――『飛ぶ鳥すら見えないような青いアオイ空の下で』――

◇      ◇      ◇      ◇

 

 …優しきものは、早くに死んでしまうという話を、知っているか。

 心優しく、とうといものは、早くに天に召されてしまうのだという話を。

 ……これは――――決して口に出してはいけない話だ。

 誰もが知らないけれど、私だけは知っている話。
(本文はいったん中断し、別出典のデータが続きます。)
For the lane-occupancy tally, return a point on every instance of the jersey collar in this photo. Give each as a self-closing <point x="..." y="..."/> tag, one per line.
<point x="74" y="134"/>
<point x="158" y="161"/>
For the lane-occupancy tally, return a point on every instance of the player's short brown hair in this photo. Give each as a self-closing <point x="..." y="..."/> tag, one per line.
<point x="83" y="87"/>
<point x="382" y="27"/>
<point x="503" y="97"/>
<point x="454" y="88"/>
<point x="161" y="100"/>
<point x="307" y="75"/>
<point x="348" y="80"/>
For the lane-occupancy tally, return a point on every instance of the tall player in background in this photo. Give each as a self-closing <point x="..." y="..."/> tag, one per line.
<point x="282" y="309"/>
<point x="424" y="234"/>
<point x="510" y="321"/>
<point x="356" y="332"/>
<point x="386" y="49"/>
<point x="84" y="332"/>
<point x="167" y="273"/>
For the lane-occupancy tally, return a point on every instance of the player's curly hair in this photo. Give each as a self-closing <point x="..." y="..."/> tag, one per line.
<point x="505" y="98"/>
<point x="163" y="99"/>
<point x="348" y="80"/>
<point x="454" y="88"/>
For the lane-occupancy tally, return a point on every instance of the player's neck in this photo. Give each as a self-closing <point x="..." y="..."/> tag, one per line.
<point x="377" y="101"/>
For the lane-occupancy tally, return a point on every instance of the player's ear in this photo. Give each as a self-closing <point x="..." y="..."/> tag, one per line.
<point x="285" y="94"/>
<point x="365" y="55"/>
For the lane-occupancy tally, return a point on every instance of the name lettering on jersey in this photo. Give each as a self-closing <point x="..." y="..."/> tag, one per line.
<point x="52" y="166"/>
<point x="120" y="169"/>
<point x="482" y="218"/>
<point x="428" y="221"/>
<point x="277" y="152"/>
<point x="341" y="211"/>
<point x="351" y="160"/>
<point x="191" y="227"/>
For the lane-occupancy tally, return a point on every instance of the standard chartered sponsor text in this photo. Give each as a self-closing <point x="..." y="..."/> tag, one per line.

――あるいは。

 皆気づいてはいるけれど……口に出さない。決して出さない。

 ――――そんな話。

 

◇      ◇      ◇      ◇

 

「厚志」

 呼びかけると、ふわっと笑って。

 どうしたの、と、こちらを見る。

 その眼差しの優しさと。

 微笑った瞬間の透明さに。

 ――――時々、私が泣きたくなることを、そなたは知っているのだろうか。

「別に、何でもない」

 私が淡々と答えると、厚志は「そう?」と言って、また空を見つめる。

 

 ――――鼻の奥が、痛いぞ。厚志。

 

 ……それから、呼吸が苦しい。……これも、そなたのせいだ。

 

 ―――…プレハブ校舎の屋上は、いつも人気がなくて。

 いつも周囲に絶えることのない雑念も、ここでは殆ど感じられず、まるで真空状態のようだ。

 だからだろうか。

 いつもは少し『何か』を隔てた「遠く」に感じられる厚志が、「近く」にいる気がする。

 だからだろうか。

 いつもは周囲の雑念に紛れて「見えない」厚志が、「見える」気がする。

 ――――厚志は、屋上の手すりにもたれて、静かに空を見上げている。

 ……その空に映るそなたの心は。

 ――――あまりにも“透明”すぎて。

 ――――だからこそ恐ろしくて。

 

 ――――まるで、今すぐ此処から飛び立ってしまいそうな。

 

「………」

「……舞?」

 私は、不思議そうな目でこちらを見る厚志に「そなたは何を見ている」と問いかける。

 ――きつく厚志の腕をつかんで。指が白くなるほどきつくつかんで。

「……そなたは」

 ――――何処に行く気だ。

 私はその問いを何故か呑みこんで、じっと厚志を睨む。

 厚志はいつものように微笑って。

「空、だよ? ……空が青いなあって、ただそれだけ」

「……」

 それでも目を逸らさない私の手の甲に、厚志はそっと掌を重ねた。

「……舞は、優しいね」

「――――何を、言う」

 茶化しているのか。

 私は重ねられた掌を気にしながらも、更にきつく厚志を睨む。だが厚志はそれをさらりと受け流すように、淡い、寂しそうな微笑を浮かべ。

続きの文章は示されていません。